Actress Mayim Bailik has slammed the recent Time magazine over its attachment parenting cover.
The 36-year-old mother of two, who breastfeeds her three-year-old son Fred, told Anderson Cooper that the magazine's cover has encouraged mothers to be critical of one another.
Dr Bailik tells Cooper on a new episode of
Anderson which airs later today: 'Time magazine has made this a competition, "are you mom enough?" None of us [attachment parents] feel that way.'
Scroll down for video
The magazine's cover, which had featured the headline Are You Mom Enough?, had showed Jamie Lynne Grumet, a 26-year-old mother from Los Angeles, breastfeeding her almost four-year-old son.
Dr Bialik, who is an attachment parenting advocate and also stars on the TV series The Big Bang Theory, added that the controversial method is extremely misunderstood.
'I think a lot of people hear this term and think a lot of things, that there's some attachment parenting police, that if you have a c-section, you're out.
'If you don't breastfeed, you're out... it's simply not that.'
She was joined on the talk show by fellow actress Rebecca Romijn, who was also quizzed about the parenting technique.
Romijn, a mother of two who does not practice attachment parenting, said it sounds 'exhausting' to her.
She said: 'Because you don't get a break in attachment parenting, your child is always around.
'As a mom, you have to make sure you're happy for your children to be happy and you have to make sure your husband or your partner is happy so your children can see that.'
Dr Bialik argued that parenting is exhausting 'any way you cut it. I think it's erroneous to assume that people who participate in attachment parenting don't also believe that.
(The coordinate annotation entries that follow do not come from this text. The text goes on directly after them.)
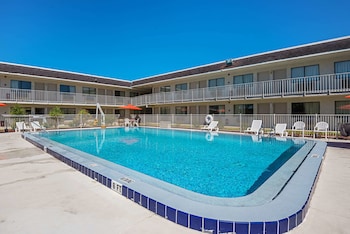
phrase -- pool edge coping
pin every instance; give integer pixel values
(185, 217)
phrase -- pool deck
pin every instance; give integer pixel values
(40, 194)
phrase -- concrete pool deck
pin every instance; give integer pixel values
(40, 194)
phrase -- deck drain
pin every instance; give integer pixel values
(127, 180)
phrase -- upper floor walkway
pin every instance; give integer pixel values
(330, 84)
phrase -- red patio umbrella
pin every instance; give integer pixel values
(130, 107)
(345, 107)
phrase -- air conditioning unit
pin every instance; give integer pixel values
(115, 186)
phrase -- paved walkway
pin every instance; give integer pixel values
(39, 194)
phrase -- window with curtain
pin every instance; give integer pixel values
(339, 110)
(181, 110)
(242, 79)
(342, 67)
(118, 93)
(20, 84)
(165, 88)
(89, 90)
(243, 109)
(164, 110)
(217, 109)
(305, 71)
(67, 89)
(180, 87)
(306, 108)
(216, 82)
We may believe it differently and it may look differently... it may not look like weekends away with my husband a month after my baby is born, it may not look like I'm at the spa and out with my girlfriends.'
Romijn, who is married to actor Jerry O'Connell, shot back at Dr Bialik: 'Well, I've never done any of that either.'
She added that some elements of attachment parenting frightened her.
The technique involves parents co-sleeping with their children in order to ensure their safety throughout the night.
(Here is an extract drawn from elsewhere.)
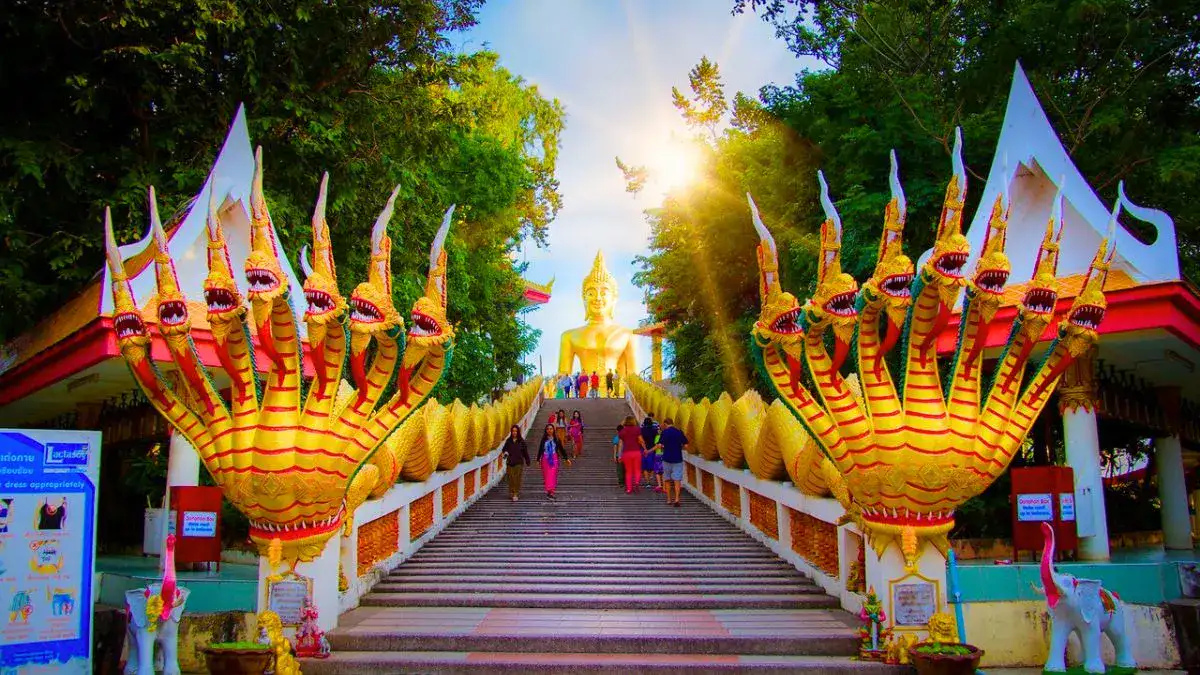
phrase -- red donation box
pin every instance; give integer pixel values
(197, 524)
(1043, 494)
Romijn said: 'That was always my biggest fear, my giant husband, who doesn't miss a second of sleep, rolling over my baby.'
Cooper added that some doctors believes there is the technique could lead to sudden infant death syndrome also.
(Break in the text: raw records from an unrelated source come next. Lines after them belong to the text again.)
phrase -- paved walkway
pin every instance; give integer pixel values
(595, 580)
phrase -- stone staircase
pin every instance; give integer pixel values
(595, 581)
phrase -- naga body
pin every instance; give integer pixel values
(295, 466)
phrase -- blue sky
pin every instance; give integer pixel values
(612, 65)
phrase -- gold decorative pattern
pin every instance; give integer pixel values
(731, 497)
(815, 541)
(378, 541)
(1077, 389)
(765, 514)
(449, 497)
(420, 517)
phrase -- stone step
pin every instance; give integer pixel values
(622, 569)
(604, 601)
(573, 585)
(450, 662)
But Dr Bialik, who wrote the book titled Beyond The Sling: A Real-Life Guide To Raising Confident, Loving Children The Attachment Parenting Way, argued that 'that doesn't happen.'
'The notion is sleeping near a child safely, whether that's sharing a bed surface safely or having them near you. It make sense, it facilitates breastfeeding.'
She gave further insight into the life of her children; Fred and Miles, six.
She told Cooper: 'We have two beds on the floor next to each other. Honestly there is a natural desire for independence at night that does come.'
Comparing the feelings to those of a romantic couple, she added: 'Most adults you know do not want to sleep alone, it's not normal, it is normal to want to be close to someone who loves you at night.